あらすじ
ブータンの首都ティンプーで、祖母とふたりで暮らしているウゲン(シェラップ・ドルジ)。
朝寝ているところを祖母に「役所に呼ばれてるんでしょ」といって起こされたウゲンは、「たぶん教師は続けないと思う」と答える。
役所にやってきたウゲンは、長官から5年の義務期間の4年目を向かえて尚ここまでやる気がない教員は珍しいと叱責されるが、この4年で自分は教員に向いていないことが分ったと答える。
それでも教師として働く義務期間があと1年残っているのでと、長官はここへ行くようにとウゲンに書類を渡す。
書類には世界でも一番の僻地ともいえるルナナ村とあり、自分は標高が高いところへ行くと高山病になるとごねるウゲンに、長官はつべこべ言わずに行きなさいと命じる。
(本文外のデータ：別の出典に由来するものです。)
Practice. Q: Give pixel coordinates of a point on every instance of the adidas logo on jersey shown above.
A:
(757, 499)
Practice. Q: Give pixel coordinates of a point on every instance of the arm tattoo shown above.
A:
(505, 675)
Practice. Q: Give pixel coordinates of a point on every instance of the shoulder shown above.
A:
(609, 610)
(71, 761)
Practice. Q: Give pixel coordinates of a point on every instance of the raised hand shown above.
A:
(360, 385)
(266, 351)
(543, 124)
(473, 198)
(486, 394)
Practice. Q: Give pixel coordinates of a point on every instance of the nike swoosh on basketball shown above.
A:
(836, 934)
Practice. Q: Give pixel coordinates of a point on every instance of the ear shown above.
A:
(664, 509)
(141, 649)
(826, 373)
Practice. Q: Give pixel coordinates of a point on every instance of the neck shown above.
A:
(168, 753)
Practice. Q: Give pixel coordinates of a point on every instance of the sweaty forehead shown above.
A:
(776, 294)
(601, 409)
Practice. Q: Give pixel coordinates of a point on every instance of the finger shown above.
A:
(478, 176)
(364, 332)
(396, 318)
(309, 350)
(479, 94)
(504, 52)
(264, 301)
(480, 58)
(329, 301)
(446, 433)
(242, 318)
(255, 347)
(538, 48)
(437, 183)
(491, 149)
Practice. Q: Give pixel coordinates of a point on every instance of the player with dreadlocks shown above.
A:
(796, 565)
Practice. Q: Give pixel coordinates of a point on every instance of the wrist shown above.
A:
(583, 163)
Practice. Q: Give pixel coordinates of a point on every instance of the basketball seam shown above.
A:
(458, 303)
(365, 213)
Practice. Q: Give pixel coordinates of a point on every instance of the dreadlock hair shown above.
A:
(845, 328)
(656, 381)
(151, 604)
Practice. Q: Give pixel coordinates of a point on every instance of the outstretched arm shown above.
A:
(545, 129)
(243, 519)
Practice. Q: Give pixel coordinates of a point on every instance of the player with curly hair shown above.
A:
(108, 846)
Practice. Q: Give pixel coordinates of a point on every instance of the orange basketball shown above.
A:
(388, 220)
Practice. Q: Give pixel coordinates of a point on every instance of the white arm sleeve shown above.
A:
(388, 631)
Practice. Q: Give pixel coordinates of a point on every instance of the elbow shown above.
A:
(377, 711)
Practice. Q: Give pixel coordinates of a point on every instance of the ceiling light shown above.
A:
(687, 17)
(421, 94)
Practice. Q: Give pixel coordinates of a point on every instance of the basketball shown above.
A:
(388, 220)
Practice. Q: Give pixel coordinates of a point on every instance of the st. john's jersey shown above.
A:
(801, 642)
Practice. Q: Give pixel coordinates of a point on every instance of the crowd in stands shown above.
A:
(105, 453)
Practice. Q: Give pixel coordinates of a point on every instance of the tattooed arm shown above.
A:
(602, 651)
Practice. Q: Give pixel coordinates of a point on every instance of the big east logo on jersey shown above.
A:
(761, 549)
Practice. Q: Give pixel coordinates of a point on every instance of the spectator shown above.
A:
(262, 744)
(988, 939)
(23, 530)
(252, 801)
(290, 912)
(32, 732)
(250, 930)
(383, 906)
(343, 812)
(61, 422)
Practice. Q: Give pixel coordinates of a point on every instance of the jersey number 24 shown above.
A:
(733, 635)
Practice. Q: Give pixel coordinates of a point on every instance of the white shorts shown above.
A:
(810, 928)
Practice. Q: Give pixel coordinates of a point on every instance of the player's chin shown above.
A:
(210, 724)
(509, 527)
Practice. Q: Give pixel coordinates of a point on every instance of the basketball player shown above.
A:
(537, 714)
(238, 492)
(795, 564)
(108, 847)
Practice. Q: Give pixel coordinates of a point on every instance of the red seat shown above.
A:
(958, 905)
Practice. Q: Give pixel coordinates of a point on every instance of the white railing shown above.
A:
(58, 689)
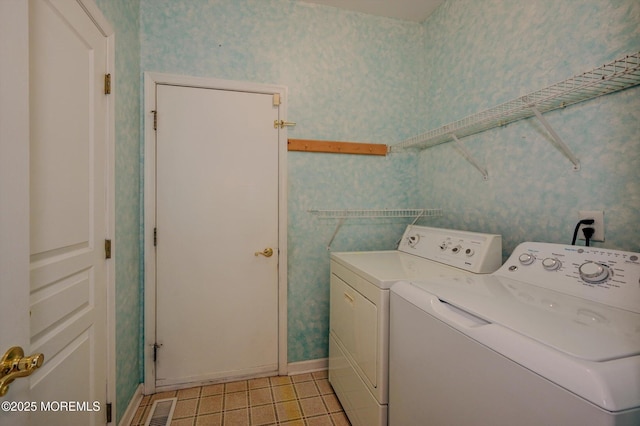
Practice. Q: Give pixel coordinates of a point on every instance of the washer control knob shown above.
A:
(594, 272)
(551, 263)
(526, 258)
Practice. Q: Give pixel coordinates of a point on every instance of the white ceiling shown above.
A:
(411, 10)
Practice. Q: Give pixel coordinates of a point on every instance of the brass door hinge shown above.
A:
(107, 84)
(107, 249)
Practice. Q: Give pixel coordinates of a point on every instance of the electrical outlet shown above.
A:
(598, 225)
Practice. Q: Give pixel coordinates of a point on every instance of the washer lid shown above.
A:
(578, 327)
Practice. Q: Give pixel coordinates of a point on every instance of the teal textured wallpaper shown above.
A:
(480, 54)
(124, 17)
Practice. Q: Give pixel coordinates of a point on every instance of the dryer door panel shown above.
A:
(354, 322)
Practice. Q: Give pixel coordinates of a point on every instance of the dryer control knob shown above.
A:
(526, 258)
(594, 273)
(551, 264)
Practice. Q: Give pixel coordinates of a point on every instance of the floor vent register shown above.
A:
(161, 412)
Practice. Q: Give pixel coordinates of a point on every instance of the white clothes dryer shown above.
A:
(551, 338)
(359, 307)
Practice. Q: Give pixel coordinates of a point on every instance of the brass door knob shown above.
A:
(14, 365)
(268, 252)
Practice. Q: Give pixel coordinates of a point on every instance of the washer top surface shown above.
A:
(426, 252)
(570, 314)
(577, 327)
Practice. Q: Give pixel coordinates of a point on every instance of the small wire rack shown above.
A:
(612, 77)
(343, 215)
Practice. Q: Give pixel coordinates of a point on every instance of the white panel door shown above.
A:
(216, 207)
(66, 209)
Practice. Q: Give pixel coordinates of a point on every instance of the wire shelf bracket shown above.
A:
(614, 76)
(343, 215)
(467, 155)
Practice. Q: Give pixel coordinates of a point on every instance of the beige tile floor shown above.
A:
(304, 399)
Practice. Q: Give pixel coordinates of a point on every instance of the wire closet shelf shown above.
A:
(612, 77)
(343, 215)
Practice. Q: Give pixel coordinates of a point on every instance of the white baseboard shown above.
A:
(310, 366)
(128, 415)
バスに乗り込んだウゲンは、見送ってくれた恋人や友人たちに「すぐ戻る」と別れを告げ出発した。
緑鮮やかな山々と谷間を走り抜けていくバスの中、ひとりイヤホンで音楽を聴きながら眠るウゲン。
やがて日も落ち、真っ暗になったガザの町にバスは到着した。
他の乗客に続いて降りたウゲンにすぐに声をかけてきた男は、村長の代理で迎えに来たミチェン(ウゲン・ノルブ・へンドゥップ)だと名乗り、「村中が楽しみにしている」とウゲンを歓迎する。
翌朝、2頭のラバを引いた案内役の男シンゲとミチェンの3人で、ガザをルナナ村に向けて徒歩で出発したウゲンたち。
「道はきつい?」と問うウゲンに、ミチェンは「最初の六日間は川沿い、それから少しだけ上り坂、でもその後の景色は最高ですよ」と答える。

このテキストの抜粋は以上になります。